How to begin? We're talking today about the Supreme Court under Chief Justice John Roberts. Are you ready for a really titillating bulletin? Here it is:
Thus far in its current term, the high court has handed down signed opinions in 47 cases. Nineteen of these have been decided by unanimous consent. Justices John Paul Stevens and Clarence Thomas, the court's leading dissenters, have been remarkably mum. Something is going on: The court under Roberts may be getting kinder and gentler.
Don't bet on that heady prospect. The worst is yet to come, as the court grapples with such divisive issues as development of wetlands and regulation of abortions. The court's newest member, Justice Samuel Alito, has yet to deliver his maiden opinion.
Take a look at precedent: During the term that ran from October 2004 through June 2005, the court split 5-4 in no fewer than 24 of the 74 cases decided by signed opinions. It reached unanimity only 17 times.

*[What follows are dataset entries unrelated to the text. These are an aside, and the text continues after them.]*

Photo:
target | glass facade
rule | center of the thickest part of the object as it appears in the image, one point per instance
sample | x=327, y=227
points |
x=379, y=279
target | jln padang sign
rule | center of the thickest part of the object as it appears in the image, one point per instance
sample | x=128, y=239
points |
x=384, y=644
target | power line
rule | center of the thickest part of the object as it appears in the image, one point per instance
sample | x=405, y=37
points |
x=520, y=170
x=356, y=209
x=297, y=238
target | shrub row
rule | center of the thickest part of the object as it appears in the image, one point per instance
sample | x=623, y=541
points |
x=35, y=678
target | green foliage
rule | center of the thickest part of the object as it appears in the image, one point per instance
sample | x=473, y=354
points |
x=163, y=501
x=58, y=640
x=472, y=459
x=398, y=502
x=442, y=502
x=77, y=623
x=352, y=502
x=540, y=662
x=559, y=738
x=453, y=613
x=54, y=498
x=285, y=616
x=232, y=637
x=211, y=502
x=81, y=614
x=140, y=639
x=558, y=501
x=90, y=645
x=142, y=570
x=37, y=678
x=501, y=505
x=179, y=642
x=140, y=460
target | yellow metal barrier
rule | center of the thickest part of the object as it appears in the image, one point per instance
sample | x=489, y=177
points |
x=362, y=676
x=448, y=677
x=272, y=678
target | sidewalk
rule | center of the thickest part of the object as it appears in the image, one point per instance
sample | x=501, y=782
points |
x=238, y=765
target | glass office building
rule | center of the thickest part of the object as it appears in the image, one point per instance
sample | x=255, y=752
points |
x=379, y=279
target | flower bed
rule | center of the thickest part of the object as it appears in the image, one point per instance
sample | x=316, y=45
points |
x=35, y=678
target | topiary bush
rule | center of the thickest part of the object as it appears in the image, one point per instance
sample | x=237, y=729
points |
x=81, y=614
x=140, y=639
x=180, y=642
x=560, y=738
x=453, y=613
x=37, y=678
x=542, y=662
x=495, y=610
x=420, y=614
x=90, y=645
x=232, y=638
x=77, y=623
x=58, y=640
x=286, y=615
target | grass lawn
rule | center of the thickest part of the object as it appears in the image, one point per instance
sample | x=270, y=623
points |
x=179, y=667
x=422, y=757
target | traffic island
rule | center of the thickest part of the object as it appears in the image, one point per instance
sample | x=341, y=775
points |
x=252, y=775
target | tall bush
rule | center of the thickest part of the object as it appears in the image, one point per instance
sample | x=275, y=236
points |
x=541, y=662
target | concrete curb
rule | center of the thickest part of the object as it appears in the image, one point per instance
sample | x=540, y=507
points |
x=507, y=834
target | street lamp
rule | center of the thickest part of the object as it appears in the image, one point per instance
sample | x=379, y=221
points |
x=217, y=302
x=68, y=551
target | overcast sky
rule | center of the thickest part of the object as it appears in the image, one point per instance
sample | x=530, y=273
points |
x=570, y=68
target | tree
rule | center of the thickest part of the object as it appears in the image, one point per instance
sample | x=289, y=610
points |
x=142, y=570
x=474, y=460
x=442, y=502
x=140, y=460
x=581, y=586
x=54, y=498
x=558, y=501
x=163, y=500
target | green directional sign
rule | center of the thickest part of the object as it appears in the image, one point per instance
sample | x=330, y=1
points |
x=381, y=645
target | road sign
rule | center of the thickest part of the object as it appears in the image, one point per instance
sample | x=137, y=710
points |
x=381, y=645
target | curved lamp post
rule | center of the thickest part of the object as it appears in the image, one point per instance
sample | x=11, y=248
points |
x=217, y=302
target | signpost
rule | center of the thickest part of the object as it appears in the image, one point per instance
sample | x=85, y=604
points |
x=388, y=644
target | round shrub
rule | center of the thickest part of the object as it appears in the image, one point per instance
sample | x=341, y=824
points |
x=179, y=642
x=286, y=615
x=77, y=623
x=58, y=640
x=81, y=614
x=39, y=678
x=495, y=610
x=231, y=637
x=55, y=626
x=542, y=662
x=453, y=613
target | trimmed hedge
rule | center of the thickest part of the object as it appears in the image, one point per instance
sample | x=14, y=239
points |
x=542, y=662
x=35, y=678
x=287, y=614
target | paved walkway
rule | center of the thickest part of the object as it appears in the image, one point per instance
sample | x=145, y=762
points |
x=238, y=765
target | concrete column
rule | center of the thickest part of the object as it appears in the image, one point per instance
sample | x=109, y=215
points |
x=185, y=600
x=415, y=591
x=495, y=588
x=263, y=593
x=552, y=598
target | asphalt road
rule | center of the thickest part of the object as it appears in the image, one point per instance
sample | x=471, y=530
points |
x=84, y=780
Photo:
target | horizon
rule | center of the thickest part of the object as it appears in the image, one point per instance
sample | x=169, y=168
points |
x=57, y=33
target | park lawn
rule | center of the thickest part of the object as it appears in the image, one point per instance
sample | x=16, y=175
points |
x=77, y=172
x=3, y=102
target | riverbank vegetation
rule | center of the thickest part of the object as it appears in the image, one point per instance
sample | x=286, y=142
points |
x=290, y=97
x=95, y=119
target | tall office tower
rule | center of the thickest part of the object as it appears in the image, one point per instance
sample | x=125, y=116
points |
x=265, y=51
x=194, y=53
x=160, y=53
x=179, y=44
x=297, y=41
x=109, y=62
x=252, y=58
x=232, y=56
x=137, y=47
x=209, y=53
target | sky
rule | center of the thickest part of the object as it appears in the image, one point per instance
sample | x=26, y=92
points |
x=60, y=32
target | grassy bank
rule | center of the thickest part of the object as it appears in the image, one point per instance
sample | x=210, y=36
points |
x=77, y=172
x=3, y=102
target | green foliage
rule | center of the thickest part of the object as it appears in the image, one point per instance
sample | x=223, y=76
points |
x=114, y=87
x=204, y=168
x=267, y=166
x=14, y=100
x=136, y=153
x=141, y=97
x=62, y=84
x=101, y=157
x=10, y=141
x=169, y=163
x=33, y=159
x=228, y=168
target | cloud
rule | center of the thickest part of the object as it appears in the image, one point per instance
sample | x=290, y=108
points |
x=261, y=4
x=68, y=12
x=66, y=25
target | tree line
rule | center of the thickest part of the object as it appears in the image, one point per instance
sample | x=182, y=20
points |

What a difference a new chief can make! Since the current term began in October, the court has split 5-4 only twice -- and both of those cases, as they say, were dogs. Only the lucky lawyers could love them.
Justice Antonin Scalia wrote for the court in a 5-4 split that involved a death sentence imposed in California upon Ronald P. Sanders. He had brutally murdered a young woman in the course of a robbery. There was no question of his guilt. The pivotal issue turned upon the "special circumstances" found by a jury in the sentencing stage. Scalia often bites off a colleague's head in a footnote, but here he fenced with a buttoned foil. On the other side, speaking for the dissenters, Stevens was equally on his best behavior: "It may well be," he mused, "that the errors in this case were harmless." This was from Stevens?
The second 5-4 decree came two weeks later in Central Virginia Community College v. Katz. Arf, arf! This is all you really need to know about this other pup: It involved the immunity of a state-supported college from suit under the Bankruptcy Code. This time Stevens, the court's most senior justice, was writing for the majority. He was in his chatty mode. A Philadelphia case in 1786, he recalled, was argued by Jared Ingersoll, a delegate to the Convention of 1787. Dear Ingersoll! He knew him well.
Justice Clarence Thomas, joined by Scalia, Roberts and Justice Anthony Kennedy, was not to be lulled by reminiscence. He was chewing nails and breathing fire, to wit: His Brother Stevens' conclusion "cannot be justified by the text, structure or history of our Constitution." Moreover, "The majority greatly exaggerates the depths of the Framers' fervor to enact a national bankruptcy regime." Strong stuff.
Ordinarily the court disposes of only four or five cases every term by substantial opinions "per curiam." These are unsigned mandates, issued "for the court." The Anonymous Nine already have delivered eight PCs since October, and the term still has 14 weeks to go.
One of the per curiams came on Nov. 28 in an 18-year-old murder case from Ohio. It involved an attempt by Kenneth T. Richey to kill his ex-girlfriend and her new consort by setting fire to her apartment. As it sadly transpired, they were sleeping elsewhere. Her 2-year-old daughter died in the fire. Richey was convicted of murder on a theory of "transferred intent" and sentenced to death. The Supremes faulted the 6th Circuit's handling of the case and sent it back for what is known politely as "further proceedings."
On the morning of Feb. 21 the court erupted with three substantial per curiams. The most newsworthy -- and it wasn't very newsworthy -- involved a suit brought by two black employees of Tyson Foods in Alabama. The workers charged the company with illegal discrimination in passing over them for promotion. They won in the trial court, partly upon evidence that a Tyson supervisor had addressed each of them as "boy." Finding the appellation possibly benign, the 10th Circuit reversed.
In their per curiam opinion, the justices reprimanded the circuit judges for their "unhelpful and imprecise" decision and sent the case back for them to try again.
So it goes -- so far -- in the honeymoon months of the Roberts Court. Will the billing and the cooing continue? It will last until the first big abortion case can no longer be ducked.